The quantity whose double limit is taken is $h\leftrightarrow k$-symmetric, so iff $f^{\prime\prime}(x)$ exists we can unambiguously write$$f^{\prime\prime}(x)=\lim_{h,\,k\to0}\frac{f(x+h+k)-f(x+h)-f(x+k)+f(x)}{kh}.$$Then we can take $h,\,k$ to $0$ in any way we like, all giving the same result, so let's take $k=h$. Then$$f^{\prime\prime}(x)=\lim_{h\to0}\frac{f(x+2h)-2f(x+h)+f(x)}{h^2}.$$

Edit: taking advice from comments @ParamanandSingh left under the OP and this answer, let's do it in a less suspect way, which does use just one tending-to-$0$ variable but not in the way the OP tried. Using L'Hôpital's rule,$$\lim_{h\to 0}\frac{f(x+2h)-2f(x+h)+f(x)}{h^2}=\lim_{h\to 0}\frac{f^\prime(x+2h)-f^\prime(x+h)}{h}\\=2\lim_{h\to 0}\frac{f^\prime(x+2h)-f^\prime(x)}{2h}-\lim_{h\to 0}\frac{f^\prime(x+h)-f^\prime(x)}{h}=2f^{\prime\prime}(x)-f^{\prime\prime}(x)=f^{\prime\prime}(x).$$

Solution 2:

Let $f$ be any continuous function which is second differentiable at $a$ (i.e. $f''(a)$ exists). By definition of second differentiability at a point, $f'(x)$ exists over $(a-\eta,a+\eta)$ for some $\eta > 0$. Define $g : (-\eta, \eta) \to \mathbb{R}$ by

$$g(x) = f(a+x) - f(a) - f'(a) x - \frac12 f''(a) x^2$$

It is clear $g$ is continuous, second differentiable at $a$ and $g'(x)$ exists over $(-\eta,\eta)$. Furthermore, $g(0) = g'(0) = g''(0) = 0$. What we want to show is equivalent to following statement

$$\lim_{h\to 0}\frac{g(2h) - 2g(h) + g(0)}{h^2} = 0 \tag{*1}$$

Since $f''(a)$ exists, $g''(0) = \lim_{h\to 0}\frac{g'(h)}{h}$ exists and vanishes.
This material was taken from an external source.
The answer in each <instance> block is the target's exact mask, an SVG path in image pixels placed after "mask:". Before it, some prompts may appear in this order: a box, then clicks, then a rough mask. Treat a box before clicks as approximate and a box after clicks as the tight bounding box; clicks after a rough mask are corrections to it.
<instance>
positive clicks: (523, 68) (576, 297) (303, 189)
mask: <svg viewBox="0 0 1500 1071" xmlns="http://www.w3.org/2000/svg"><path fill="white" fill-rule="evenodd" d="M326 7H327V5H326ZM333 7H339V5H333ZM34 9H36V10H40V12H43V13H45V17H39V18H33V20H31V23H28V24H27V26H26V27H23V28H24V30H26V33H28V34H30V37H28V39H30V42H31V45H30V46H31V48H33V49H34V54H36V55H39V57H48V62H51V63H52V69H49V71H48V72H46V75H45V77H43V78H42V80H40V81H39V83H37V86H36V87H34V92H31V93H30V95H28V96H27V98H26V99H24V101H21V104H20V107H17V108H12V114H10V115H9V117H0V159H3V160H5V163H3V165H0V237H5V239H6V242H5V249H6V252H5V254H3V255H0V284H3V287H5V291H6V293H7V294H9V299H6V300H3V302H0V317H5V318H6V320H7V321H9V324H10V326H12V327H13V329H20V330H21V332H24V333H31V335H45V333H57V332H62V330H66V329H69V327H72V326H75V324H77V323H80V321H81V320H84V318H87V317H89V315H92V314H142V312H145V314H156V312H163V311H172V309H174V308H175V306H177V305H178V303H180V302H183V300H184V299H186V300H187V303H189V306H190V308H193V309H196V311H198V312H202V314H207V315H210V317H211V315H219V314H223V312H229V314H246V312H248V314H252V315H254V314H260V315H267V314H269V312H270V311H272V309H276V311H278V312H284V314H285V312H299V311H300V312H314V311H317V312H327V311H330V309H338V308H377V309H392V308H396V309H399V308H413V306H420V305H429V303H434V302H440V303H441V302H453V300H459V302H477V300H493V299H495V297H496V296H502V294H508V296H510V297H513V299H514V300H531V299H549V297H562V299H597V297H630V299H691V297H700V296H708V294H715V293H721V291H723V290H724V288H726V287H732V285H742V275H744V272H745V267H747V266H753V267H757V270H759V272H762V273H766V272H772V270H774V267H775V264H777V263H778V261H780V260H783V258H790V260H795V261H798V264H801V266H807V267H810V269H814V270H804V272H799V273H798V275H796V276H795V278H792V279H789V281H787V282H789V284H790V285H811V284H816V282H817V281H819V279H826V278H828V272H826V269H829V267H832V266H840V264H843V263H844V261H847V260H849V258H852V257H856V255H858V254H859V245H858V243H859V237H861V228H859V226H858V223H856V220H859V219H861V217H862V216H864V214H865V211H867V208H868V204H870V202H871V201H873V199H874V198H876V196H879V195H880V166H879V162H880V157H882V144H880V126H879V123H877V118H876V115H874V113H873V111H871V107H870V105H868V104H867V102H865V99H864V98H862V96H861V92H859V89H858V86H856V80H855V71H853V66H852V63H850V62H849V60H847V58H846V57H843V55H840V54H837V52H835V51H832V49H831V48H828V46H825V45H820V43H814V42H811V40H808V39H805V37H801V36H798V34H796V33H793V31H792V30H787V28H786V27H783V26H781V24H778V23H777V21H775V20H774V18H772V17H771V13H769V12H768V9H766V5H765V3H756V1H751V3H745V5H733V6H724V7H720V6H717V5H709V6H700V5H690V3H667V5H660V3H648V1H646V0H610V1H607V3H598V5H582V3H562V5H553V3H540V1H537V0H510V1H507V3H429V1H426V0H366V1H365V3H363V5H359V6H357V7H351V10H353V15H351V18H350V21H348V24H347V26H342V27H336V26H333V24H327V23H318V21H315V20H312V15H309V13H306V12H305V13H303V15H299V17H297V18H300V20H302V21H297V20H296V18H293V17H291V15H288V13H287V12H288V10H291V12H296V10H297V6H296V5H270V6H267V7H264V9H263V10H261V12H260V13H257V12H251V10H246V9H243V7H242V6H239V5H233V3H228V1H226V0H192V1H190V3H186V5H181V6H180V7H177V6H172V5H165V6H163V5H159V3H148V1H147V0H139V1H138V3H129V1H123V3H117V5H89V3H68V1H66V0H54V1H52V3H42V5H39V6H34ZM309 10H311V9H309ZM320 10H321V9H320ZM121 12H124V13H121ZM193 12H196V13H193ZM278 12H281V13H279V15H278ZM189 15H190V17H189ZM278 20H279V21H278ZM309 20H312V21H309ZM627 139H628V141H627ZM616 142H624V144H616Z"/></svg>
For any $\epsilon > 0$, there exists a $\delta \in ( 0,\eta)$ such that

$$\left|\frac{g'(x)}{x}\right| = \left|\frac{g'(x) - g'(0)}{x}\right| < \frac{\epsilon}{3}\quad\text{ whenever }\quad 0 < |x| < \delta$$

For any $h$ such that $0 < |h| < \frac{\delta}{2}$, apply MVT to $g(2h) - g(h)$ and $g(h) - g(0)$, we find there are $p,q \in (0,1)$ such that $$\frac{g(2h) - g(h)}{h} = g'((1+p)h)\quad\text{ and }\quad \frac{g(h) - g(0)}{h} = g'(qh)$$

This leads to

$$\begin{align}\left|\frac{g(2h) - 2g(h) + g(0)}{h^2}\right| & \le \left| \frac{g(2h) - g(h)}{h^2}\right| + \left|\frac{g(h) - g(0)}{h^2}\right|\\ &= \left|\frac{g'((1+p)h)}{h}\right| + \left|\frac{g'(qh)}{h}\right| \\ & < \frac{\epsilon}{3}\left((1+p) + q\right)\\ & < \epsilon \end{align} $$

Since $\epsilon$ can be arbitrary small, $(*1)$ follows and hence $$\lim_{h\to 0}\frac{f(a+2h) - 2f(a+h) + f(a)}{h^2} = f''(a)$$